Assessing Risk in Cybersecurity: How Sound Data Science Can Raise the Bar

Cybersecurity is a data-driven practice. Protective and responsive decisions are made on the basis of observations of user and system behavior. Artificial intelligence (AI) is used to learn good from bad and thresholds are set to trigger alerts or responses. However, cybersecurity is not currently a data science-driven practice, and the frustratingly slow progress in the development of cybersecurity technology reflects this deficiency.

Current cybersecurity solutions are fraught with challenges born from a lack of understanding of basic statistics. Operators are bombarded with too many false positives. Automated systems cannot attain a trustworthy level of accuracy. False positives must undergo further human or machine analysis (or, more likely, all alerts are ignored because there are just too many). Users of automated systems have to adopt a human-in-the-loop policy.

Enterprise users are forced to develop heuristic practices to overcome these shortfalls. These ad hoc strategies make real-time response impossible, so damage is done.

However, all is not lost. If greater data science savvy is brought to bear at the system design stage, rather than not at all or after the fact, these challenges can be overcome. The data scientist can apply expertise to assure data techniques are robust and pragmatic from the start, rather than to clean up spurious results. They can provide appropriate thresholds and other parameters. In short, they can make cyber analysis more scientific and presumably more effective.

Cybersecurity practitioners also often lack an understanding of the difference between risk and threat. Steeped in the cowboy crime-stopper mindset, they remain focused on eliminating all threats—but not all threats lead to risks that require action. Here again, a more scientific understanding of the situation can lead to more effective results-based, rather than threat-based, solutions.

The third way in which a data scientific approach can approve cyber analytics is by assuring the notion of adversarial behavior is properly introduced into analytic models. Most classification and learning models consider behavior as motiveless and treat data as random. However, cyber is an adversarial domain and the interactions among datum are influenced by the motives of the attacker and, to a lesser extent, of the defender. The predictive power of models can be greatly improved if the adversarial nature of the domain is correctly reflected in the model.

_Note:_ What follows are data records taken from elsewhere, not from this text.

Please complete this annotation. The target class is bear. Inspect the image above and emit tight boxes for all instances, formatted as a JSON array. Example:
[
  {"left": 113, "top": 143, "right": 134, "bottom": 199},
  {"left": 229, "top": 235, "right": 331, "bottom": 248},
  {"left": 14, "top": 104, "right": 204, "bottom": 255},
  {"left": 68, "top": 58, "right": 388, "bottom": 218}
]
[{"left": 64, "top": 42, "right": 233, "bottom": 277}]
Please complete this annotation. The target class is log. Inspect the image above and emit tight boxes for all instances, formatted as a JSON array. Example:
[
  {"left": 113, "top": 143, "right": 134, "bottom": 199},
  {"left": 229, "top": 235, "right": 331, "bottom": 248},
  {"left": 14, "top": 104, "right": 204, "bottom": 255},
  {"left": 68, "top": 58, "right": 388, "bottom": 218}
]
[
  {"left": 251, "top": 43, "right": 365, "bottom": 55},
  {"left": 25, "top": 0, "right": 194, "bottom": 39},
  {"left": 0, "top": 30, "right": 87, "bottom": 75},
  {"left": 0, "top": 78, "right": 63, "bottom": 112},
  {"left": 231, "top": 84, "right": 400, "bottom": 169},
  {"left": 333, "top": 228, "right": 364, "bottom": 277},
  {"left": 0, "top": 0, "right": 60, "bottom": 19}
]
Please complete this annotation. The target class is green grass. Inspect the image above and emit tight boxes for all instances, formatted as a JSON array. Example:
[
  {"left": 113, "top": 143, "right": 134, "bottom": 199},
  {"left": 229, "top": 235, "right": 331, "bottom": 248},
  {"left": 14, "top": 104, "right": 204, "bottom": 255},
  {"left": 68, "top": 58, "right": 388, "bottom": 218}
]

Elementary statistics courses teach that the ability of an algorithm to tell true from false is directly related to the distance between the two distributions. If bad cyber behaviors were red on the graph in Figure 1 and good cyber behaviors were aqua, it would be straightforward to design an algorithm that can identify the bad behaviors with few false positives. If, however, bad behaviors were red and good behaviors were green, it would be very difficult to do so. And unfortunately, overlapping distributions are common in cyber analysis.

Figure 1: Several unimodal distributions on same graph.
Image credit: Grendelkhan | Wikimedia commons.

Without a context, few cyber behaviors are inherently good or bad. Consider ransomware—clearly a bad behavior. Its signature behavior is encrypting large numbers of files, but there are a number of valid use cases for doing that. When an employee resigns, it might be company policy to encrypt their files to ensure they have no further access. Perhaps you are traveling with your laptop and decided to encrypt your files in case your device is lost or stolen. Bulk encryption, in itself, is not a bad behavior—bulk encryption by an unauthorized user is.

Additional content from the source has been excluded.